Boleh jadi, dengan mengubah cara makan dan membangun pemahaman makan dan minum sehat, jumlah sampah plastik akan menurun drastis.
Sekarang ini, rata-rata penjual di pasar menfasilitasi kantong plastik. Per orang yang berbelanja kebutuhan pokok sehari-hari membutuhkan minimal 2-3 jenis kantong plastik untuk memenuhi kebutuhan belanja sayuran, ikan, buah, dll.
Berapa banyak yang mau membawa kantong belanjaan sendiri? SANGAT SEDIKIT!
Semakin tinggi konsumsi makanan menyebabkan tingginya barang belanjaan. Maknanya, tuntutan akan penggunaan plastik juga semakin hari semakin meninggi. Sebaliknya, jika saja pola makan dijaga secukupnya, jumlah belanjaan juga berkurang.
Nah, ketika berbicara pola makan, ada banyak faktor yang perlu dianalisis. Kebiasaan makan dalam keluarga, kesadaran akan makanan dan lingkungan sehat tentu saja saling mempengaruhi.
Mari sejenak kiat melihat perbandingan jumlah total sampah di negara lain. Amerika, India, dan Cina menduduki peringkat teratas penghasil sampah terbesar di dunia.
Cina dan India memiliki jumlah penduduk relatif sama, yaitu 1.4 milyar jiwa, sementara Amerika masih di angka 331 juta jiwa. Tentu saja, angka kebutuhan makanan dan minuman berbanding lurus dengan jumlah penduduk.
Sekarang, mari melihat lebih dekat lagi. Data dari The World Counts menyatakan Bantar Gebang kawasan Bekasi sebagai tempat pembuangan sampah terbesar di dunia. Sebanyak 40 juta ton sampah berada di sana dan 240 ribu ton sampah rumah tangga berakhir di sini setiap tahunnya [baca di sini].

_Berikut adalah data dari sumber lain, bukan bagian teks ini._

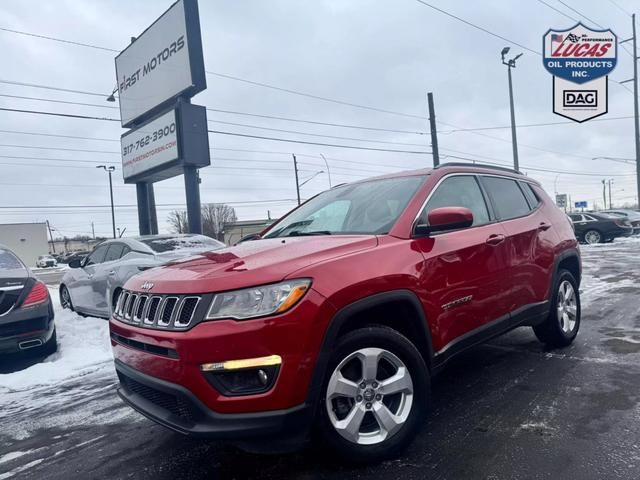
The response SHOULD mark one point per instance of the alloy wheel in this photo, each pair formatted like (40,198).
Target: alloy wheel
(65,300)
(369,396)
(567,307)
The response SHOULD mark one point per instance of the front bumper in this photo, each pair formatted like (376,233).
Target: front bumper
(169,361)
(175,407)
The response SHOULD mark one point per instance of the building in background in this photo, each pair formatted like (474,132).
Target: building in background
(234,231)
(27,240)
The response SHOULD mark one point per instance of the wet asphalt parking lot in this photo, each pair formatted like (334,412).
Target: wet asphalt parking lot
(506,410)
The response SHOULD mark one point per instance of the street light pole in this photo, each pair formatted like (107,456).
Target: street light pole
(635,102)
(110,169)
(512,64)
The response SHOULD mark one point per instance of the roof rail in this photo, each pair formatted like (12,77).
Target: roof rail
(481,165)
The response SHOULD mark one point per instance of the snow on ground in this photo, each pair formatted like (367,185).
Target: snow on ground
(83,348)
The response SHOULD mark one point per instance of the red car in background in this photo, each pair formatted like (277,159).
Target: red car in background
(338,317)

Ghana juga masuk dalam kategori teratas penampung sampah elektronik yang mencapai angka 192 ribu pertahunnya. Makanya, frasa consumer society cukup memberi gambar bagaimana pola konsumsi berefek pada peningkatan jumlah sampah.
Penduduk Amerika menyumbang 12% total sampah dunia. Buruknya lagi, hanya 3 juta dari 36 juta sampah yang mampu didaur ulang. Sisanya berakhir pada gunungan sampah.[baca di sini].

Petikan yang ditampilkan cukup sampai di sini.